A groundbreaking study drawing on data from NASA's New Horizons probe shows the universe is darker than previously estimated. Specifically, the number of faint, invisible galaxies is lower than models predicted.
Just as escaping city lights reveals a clearer night sky, spacecraft must venture far from the Sun to detect the universe's dimmest glows. The inner solar system is cluttered with sunlight-reflecting particles. New Horizons, ideal for this task after its 2015 Pluto flyby, now cruises more than seven billion kilometers from Earth.
Astronomers used its vantage point to measure the cosmic optical background—the faint, collective visible light from all stars across the universe.

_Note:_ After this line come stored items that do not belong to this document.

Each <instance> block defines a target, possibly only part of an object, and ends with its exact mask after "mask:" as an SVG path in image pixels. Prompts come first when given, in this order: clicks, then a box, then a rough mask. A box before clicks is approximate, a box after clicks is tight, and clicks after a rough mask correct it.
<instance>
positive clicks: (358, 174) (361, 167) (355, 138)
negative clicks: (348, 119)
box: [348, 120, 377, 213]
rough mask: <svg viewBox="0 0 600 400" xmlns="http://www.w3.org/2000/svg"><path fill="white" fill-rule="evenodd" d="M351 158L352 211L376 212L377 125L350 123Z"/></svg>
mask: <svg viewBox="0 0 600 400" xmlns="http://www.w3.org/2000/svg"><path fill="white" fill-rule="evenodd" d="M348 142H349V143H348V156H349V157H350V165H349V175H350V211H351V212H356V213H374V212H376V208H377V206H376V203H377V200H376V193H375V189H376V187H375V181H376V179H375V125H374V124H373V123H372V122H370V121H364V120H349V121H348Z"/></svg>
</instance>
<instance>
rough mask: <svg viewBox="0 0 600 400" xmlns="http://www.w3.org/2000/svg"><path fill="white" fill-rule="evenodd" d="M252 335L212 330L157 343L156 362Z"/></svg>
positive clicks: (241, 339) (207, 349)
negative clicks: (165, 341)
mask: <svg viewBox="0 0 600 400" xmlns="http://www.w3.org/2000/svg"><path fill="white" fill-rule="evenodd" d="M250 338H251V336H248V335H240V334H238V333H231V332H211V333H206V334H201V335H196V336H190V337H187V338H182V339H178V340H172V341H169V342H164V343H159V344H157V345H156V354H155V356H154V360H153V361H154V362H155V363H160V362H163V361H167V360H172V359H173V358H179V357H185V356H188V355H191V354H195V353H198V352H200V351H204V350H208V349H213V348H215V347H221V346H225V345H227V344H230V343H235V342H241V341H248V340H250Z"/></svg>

"While the cosmic microwave background reveals the universe's first 450,000 years post-Big Bang, the cosmic optical background captures the total light from every star formed since," explains Marc Postman, lead author. "This helps us gauge the total number of galaxies ever formed."
These precise measurements indicate fewer "invisible" galaxies than anticipated. Rather than two trillion galaxies, the total may be just several hundred billion.
Prior Hubble-based estimates extrapolated from visible galaxies, assuming 90% were too faint to detect, yielding the two-trillion figure via mathematical modeling.
New Horizons data revises this downward. "Double the galaxies Hubble sees—that's our total. Nothing more," says co-lead Tod Lauer. "We simply don't detect light from two trillion galaxies."

Though the universe appears dimmer, the exact sources of this background light remain unclear.
Possible contributors include nearby dwarf galaxies just beyond detection, unexpectedly bright stellar halos around galaxies, or rogue intergalactic stars. The James Webb Space Telescope promises deeper insights into these mysteries.